Speed and accuracy. Sampling

Calculating indicators for a large number of sessions (over a million) may require a considerable amount of time. To reduce the calculation time, you can use sampling. In this case, calculations are made for just part of the sessions, instead of for all of them.

Suppose we are talking about direct hits to the site. After calculating how many there were out of 1/10 of all sessions, you can multiply the result by 10 and get the approximate number of direct hits. This way you get the response 10 times faster, but the response will be approximated. You can use sampling to select the desired ratio of speed to accuracy.

However, random sampling of a certain percentage of sessions has a number of disadvantages. Yandex Metrica accumulates the history of every user's actions. When session sampling is used, the relationship between the user and the session is lost. For example, this makes segmentation by user characteristics impossible. And counting the number of unique users almost always results in erroneously overestimating the number.

Yandex Metrica first creates a sample of the set percentage of unique users, then calculates the characteristics based on session parameters distributed evenly over time.
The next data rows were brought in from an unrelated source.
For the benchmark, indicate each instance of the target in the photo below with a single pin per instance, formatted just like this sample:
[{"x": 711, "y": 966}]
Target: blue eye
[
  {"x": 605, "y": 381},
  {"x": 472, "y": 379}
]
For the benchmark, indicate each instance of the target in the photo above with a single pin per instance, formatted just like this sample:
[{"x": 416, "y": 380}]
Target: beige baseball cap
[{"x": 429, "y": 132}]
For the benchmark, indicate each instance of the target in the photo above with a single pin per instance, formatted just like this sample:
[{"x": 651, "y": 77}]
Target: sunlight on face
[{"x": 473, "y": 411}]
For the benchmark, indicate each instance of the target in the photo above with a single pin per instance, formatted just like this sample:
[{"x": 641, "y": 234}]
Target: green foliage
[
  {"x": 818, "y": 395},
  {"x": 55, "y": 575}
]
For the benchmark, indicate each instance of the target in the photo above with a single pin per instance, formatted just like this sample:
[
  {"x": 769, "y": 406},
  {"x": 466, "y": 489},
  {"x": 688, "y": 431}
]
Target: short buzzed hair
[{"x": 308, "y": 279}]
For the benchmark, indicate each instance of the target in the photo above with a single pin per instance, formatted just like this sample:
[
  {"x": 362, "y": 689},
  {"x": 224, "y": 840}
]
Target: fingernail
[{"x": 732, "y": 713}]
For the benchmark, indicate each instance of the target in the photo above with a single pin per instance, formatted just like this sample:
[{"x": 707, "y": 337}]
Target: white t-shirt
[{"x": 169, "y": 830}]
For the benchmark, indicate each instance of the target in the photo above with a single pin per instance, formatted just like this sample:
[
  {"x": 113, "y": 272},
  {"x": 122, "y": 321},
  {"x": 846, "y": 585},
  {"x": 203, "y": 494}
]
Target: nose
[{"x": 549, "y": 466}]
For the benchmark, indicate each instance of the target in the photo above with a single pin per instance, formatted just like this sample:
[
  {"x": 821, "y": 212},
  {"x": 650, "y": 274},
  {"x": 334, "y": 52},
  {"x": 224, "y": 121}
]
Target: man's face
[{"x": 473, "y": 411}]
Sampling becomes available if the selected time period has more than 1.5 million sessions. In this case, the report shows the additional Accuracy control:



When loading the report or changing the time period, Yandex Metrica automatically selects the accuracy so that the time for building the report isn't more than a few seconds. After the report has loaded, you can change the ratio of speed to accuracy.



Reducing the accuracy may lead to none of the sessions being included in the sample, which means the report will be empty. This could happen if, for example, you select a very narrow segment and (or) a very long time period. In this case, it is a good idea to set the accuracy to 100% and check the indicators.